35. Il ne peut dès lors être reproché aucune faute à M. [U], en dehors d’un manque de politesse de n’avoir pas prévenu l’aéro-club dont il a été président et avec lequel il était en litige pour les avoir assignés le 1er juillet 2022 de ce qu’il allait se présenter dans le cadre d’un examen, situation qui ne nécessitait ni qu’il soit membre actif, ni membre usager pas plus que membre sympathisant.

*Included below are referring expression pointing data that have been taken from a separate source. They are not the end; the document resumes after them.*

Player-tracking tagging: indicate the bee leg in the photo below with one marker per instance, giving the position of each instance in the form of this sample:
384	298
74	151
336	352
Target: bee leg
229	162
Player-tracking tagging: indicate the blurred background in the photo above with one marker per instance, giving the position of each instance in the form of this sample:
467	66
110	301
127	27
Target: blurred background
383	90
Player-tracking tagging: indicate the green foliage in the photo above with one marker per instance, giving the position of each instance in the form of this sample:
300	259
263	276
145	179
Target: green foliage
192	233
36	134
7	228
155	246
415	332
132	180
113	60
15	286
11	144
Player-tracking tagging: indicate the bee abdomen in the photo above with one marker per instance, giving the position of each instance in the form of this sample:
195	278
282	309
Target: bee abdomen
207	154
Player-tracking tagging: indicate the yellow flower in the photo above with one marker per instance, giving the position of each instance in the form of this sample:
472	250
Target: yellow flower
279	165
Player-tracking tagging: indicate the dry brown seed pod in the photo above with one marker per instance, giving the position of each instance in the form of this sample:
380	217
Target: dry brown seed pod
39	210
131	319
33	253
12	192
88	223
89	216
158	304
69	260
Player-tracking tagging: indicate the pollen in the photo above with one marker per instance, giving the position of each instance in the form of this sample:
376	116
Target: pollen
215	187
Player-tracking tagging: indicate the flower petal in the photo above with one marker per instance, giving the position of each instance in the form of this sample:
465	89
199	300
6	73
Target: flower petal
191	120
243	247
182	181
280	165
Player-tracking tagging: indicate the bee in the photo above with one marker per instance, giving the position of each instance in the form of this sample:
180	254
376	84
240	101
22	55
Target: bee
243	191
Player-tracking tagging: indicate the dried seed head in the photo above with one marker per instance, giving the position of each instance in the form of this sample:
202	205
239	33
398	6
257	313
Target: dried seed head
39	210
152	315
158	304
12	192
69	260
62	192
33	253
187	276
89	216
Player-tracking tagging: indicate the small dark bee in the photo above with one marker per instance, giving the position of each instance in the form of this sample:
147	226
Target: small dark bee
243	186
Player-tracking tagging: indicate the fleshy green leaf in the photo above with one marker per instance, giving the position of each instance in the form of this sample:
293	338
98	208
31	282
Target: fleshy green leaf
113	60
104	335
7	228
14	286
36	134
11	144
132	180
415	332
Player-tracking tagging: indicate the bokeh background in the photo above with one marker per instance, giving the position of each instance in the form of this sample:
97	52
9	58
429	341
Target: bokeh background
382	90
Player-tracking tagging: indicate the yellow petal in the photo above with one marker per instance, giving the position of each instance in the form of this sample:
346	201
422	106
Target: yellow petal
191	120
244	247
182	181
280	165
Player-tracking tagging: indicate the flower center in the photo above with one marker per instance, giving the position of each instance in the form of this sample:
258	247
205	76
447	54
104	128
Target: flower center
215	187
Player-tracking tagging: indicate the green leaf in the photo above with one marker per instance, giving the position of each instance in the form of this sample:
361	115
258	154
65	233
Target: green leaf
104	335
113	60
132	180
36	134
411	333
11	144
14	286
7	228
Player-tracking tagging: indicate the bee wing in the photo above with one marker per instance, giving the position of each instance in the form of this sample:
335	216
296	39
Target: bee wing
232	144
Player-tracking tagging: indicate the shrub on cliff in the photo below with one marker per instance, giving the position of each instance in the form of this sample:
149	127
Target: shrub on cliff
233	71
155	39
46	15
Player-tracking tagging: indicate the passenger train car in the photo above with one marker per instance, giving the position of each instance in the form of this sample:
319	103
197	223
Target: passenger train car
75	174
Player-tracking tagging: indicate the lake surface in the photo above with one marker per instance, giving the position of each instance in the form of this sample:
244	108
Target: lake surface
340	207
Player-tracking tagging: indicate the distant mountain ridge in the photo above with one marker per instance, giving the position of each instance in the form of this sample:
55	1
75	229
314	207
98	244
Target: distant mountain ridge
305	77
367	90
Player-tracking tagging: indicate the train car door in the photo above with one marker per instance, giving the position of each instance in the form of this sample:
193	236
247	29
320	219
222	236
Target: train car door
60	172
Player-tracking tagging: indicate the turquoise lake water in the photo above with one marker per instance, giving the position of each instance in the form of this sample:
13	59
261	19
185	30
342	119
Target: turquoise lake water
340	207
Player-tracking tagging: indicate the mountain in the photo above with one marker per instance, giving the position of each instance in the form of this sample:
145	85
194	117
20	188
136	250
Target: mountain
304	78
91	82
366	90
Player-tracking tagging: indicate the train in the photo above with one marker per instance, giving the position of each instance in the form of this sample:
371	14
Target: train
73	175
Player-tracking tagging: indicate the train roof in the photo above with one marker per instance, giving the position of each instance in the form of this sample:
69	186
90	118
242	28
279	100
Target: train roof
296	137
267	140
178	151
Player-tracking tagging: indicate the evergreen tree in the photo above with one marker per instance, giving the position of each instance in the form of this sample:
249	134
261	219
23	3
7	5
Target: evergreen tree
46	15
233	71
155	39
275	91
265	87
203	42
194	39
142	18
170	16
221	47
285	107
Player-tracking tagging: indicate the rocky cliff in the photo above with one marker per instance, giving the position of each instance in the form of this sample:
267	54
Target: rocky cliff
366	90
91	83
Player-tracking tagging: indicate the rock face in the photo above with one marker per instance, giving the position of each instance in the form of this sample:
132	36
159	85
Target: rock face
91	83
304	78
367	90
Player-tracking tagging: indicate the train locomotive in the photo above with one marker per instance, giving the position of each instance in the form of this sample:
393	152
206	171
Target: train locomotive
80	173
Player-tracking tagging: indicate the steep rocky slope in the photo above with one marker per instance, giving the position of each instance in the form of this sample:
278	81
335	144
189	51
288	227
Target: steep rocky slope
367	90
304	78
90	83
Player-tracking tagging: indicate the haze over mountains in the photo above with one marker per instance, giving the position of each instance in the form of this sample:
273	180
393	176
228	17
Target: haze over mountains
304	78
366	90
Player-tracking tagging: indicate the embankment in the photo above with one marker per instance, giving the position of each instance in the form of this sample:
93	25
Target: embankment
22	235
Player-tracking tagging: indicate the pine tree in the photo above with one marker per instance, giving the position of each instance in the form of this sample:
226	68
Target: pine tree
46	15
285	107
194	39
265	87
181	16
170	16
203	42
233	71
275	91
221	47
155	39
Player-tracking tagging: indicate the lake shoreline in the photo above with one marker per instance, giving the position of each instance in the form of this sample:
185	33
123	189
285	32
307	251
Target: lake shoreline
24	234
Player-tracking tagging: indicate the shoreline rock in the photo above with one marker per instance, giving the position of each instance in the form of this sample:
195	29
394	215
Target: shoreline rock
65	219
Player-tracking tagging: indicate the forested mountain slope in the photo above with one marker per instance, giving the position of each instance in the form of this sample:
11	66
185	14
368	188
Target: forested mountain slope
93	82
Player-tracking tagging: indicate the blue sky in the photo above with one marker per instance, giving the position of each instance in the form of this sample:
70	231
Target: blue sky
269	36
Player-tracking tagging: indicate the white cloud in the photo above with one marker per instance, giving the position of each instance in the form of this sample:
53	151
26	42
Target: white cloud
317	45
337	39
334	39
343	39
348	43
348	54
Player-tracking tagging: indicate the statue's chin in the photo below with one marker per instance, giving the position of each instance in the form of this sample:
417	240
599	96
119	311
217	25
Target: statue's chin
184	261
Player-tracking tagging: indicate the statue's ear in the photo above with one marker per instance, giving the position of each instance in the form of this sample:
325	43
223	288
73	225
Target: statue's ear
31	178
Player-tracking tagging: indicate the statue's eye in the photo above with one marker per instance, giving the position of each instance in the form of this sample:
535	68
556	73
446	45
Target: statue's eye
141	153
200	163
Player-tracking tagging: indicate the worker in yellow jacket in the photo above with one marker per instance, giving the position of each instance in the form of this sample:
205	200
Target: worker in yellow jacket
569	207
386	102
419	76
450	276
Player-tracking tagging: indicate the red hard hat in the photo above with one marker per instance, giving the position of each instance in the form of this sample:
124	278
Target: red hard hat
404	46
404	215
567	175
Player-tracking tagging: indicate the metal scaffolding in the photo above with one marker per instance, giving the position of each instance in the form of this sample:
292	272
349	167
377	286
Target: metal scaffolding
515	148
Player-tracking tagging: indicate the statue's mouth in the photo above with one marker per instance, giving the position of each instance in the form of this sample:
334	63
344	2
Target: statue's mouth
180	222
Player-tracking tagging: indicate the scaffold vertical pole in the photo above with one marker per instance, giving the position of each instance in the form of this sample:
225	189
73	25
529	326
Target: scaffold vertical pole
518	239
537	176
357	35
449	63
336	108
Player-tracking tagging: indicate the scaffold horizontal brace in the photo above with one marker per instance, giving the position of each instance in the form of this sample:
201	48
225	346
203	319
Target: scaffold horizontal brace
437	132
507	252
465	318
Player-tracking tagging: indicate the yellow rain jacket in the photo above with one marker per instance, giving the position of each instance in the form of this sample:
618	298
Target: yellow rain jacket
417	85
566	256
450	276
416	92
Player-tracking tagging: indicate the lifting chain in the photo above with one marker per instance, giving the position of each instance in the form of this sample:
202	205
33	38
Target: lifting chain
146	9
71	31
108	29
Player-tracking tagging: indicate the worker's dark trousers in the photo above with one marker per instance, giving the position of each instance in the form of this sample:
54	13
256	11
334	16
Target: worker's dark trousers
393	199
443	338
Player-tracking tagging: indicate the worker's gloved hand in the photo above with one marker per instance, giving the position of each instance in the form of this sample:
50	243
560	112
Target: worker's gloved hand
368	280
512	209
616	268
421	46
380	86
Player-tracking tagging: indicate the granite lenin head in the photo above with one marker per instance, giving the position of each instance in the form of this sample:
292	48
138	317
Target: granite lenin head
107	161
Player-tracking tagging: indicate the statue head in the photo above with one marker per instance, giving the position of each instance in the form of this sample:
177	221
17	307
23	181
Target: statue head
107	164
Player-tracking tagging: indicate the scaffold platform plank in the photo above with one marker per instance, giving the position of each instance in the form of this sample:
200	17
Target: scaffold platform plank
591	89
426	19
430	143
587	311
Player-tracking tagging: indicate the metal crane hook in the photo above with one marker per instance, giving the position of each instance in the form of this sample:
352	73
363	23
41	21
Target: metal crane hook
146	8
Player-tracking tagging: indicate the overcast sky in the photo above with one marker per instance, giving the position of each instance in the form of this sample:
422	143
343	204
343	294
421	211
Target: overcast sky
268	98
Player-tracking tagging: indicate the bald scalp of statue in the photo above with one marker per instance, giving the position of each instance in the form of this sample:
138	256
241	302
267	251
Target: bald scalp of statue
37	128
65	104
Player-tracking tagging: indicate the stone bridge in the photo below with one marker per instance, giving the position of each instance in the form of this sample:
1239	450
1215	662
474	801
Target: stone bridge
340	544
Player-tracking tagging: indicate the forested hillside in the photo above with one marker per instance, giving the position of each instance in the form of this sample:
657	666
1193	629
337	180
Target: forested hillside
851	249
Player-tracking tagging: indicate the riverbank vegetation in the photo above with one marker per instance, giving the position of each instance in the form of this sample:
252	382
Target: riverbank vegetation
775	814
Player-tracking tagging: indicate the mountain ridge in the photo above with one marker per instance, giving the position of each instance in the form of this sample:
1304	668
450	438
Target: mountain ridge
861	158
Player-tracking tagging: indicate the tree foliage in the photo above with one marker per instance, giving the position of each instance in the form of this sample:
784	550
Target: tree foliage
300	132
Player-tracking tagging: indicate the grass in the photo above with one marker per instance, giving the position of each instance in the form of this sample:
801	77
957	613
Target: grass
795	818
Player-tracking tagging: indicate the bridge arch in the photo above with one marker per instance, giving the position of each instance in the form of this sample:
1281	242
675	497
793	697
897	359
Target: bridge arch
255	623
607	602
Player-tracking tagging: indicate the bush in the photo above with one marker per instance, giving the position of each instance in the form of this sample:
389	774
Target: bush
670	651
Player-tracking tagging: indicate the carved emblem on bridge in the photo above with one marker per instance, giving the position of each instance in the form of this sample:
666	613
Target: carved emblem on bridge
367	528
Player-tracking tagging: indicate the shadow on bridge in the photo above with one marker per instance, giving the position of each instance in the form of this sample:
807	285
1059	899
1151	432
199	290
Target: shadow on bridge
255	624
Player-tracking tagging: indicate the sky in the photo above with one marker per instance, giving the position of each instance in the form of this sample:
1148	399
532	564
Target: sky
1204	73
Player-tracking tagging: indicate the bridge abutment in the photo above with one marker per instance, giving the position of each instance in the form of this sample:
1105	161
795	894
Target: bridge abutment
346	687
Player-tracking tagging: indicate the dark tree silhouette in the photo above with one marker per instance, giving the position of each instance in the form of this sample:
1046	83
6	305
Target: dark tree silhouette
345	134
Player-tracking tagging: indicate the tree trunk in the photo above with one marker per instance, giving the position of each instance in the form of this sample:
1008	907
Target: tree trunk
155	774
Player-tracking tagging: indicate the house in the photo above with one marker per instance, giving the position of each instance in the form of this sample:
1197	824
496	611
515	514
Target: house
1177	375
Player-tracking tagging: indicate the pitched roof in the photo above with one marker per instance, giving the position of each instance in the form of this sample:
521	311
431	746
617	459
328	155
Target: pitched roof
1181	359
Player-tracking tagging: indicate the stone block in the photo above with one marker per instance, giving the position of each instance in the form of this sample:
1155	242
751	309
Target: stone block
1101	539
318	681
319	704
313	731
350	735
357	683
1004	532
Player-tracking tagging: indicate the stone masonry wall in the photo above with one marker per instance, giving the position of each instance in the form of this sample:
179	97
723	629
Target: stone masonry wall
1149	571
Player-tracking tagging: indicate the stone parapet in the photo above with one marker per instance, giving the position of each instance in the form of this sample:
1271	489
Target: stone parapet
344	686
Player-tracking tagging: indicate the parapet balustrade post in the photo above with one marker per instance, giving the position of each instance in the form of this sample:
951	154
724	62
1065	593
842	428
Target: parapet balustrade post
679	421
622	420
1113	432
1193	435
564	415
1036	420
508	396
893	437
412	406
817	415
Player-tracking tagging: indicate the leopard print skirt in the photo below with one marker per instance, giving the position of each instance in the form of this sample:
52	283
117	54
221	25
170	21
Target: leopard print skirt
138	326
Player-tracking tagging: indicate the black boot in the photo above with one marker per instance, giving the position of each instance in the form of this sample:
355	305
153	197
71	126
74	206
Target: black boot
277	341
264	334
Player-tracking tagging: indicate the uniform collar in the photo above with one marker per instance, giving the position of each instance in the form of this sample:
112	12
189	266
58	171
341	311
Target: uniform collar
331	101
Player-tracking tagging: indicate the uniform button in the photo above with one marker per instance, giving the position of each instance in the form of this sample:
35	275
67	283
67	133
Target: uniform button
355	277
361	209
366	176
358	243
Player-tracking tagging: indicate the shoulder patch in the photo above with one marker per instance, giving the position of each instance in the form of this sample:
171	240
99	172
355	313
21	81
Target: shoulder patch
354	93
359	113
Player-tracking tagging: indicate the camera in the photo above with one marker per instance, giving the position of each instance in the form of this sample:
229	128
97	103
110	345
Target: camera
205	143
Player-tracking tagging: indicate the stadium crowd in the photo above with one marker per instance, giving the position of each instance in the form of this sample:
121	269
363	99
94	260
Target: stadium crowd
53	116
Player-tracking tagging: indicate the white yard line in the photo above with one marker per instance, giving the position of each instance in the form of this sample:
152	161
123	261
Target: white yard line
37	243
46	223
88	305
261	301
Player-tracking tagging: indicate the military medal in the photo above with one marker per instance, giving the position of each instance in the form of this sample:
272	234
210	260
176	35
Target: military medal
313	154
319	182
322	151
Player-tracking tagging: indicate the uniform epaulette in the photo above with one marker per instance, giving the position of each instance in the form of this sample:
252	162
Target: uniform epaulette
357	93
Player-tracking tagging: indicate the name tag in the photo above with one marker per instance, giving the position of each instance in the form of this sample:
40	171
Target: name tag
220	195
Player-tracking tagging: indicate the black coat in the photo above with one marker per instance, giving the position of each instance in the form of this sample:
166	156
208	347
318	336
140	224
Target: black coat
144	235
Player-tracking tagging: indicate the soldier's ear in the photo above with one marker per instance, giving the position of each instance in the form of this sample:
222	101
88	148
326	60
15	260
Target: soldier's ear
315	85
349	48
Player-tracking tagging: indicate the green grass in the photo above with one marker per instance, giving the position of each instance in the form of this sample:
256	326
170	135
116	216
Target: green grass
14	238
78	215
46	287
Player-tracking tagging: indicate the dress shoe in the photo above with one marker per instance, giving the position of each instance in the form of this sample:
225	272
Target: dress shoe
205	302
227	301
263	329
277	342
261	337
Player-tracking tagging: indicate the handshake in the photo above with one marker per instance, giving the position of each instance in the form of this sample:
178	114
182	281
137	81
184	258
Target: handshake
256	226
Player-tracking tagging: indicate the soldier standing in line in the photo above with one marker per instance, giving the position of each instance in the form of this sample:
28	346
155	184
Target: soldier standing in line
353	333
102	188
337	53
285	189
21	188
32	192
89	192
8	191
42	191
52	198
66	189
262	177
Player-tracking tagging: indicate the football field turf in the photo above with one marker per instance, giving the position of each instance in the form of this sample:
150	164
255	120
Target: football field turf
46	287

36. Le jugement déféré sera confirmé en ce qu’il a débouté l’association de sa demande en dommages et intérêts, ayant reconnu la faute mais sans qu’un préjudice ait été démontré, par subsitutition de motif en ce que la faute n’est pas démontrée.
V – Sur la demande d’affichage de la décision
37. L’intimée sollicite la publication du dispositif de la décision à intervenir dans le magazine Info Pilote, GS Presse, Morning Coworking République, [Adresse 3] et dans le magazine Aviation et Pilote, [Adresse 4], aux frais avancés de M. [U] dans la limité de 800 euros par insertion.
38. Toutefois, il n’est pas démontré l’intérêt pour l’aéroclub de voir publier la décision rendue à propos d’un litige opposant M. [U] aux seuls membres du bureau, aucun autre membre de l’association n’ayant été lésé par le comportement de M. [U].
Le jugement déféré qui a rejeté cette demande sera confirmé.
VI – Sur les dépens et les frais irrépétibles
39. Succombant en son appel, M. [U] sera condamné aux dépens ainsi qu’au versement à l’association [6] d'[Localité 2] de la somme complémentaire de 3.000 euros au titre des frais irrépétibles engagés en cause d’appel.
PAR CES MOTIFS
La Cour,
Statuant dans les limites de sa saisine,
Confirme le jugement déféré,
Y ajoutant
Condamne M. [U] à verser à l’association [2] d'[Localité 2] la somme complémentaire de 3.000 euros au titre des frais irrépétibles engagés en cause d’appel.
Condamne M. [U] aux dépens
Le présent arrêt a été signé par Bénédicte LAMARQUE, conseillère faisant fonction de Présidente, et par Vincent BRUGERE, greffier, auquel la minute de la décision a été remise par le magistrat signataire.
Le Greffier, La Présidente,
La République française, au nom du peuple français, mande et ordonne à tous commissaires de justice, sur ce requis, de mettre le dit arrêt à exécution, aux procureurs généraux et aux procureurs de la République près les tribunaux judiciaires d’y tenir la main, à tous commandants et officiers de la force publique de prêter main forte lorsqu’ils en seront légalement requis.
En foi de quoi, le présent arrêt a été signé par le président et le greffier.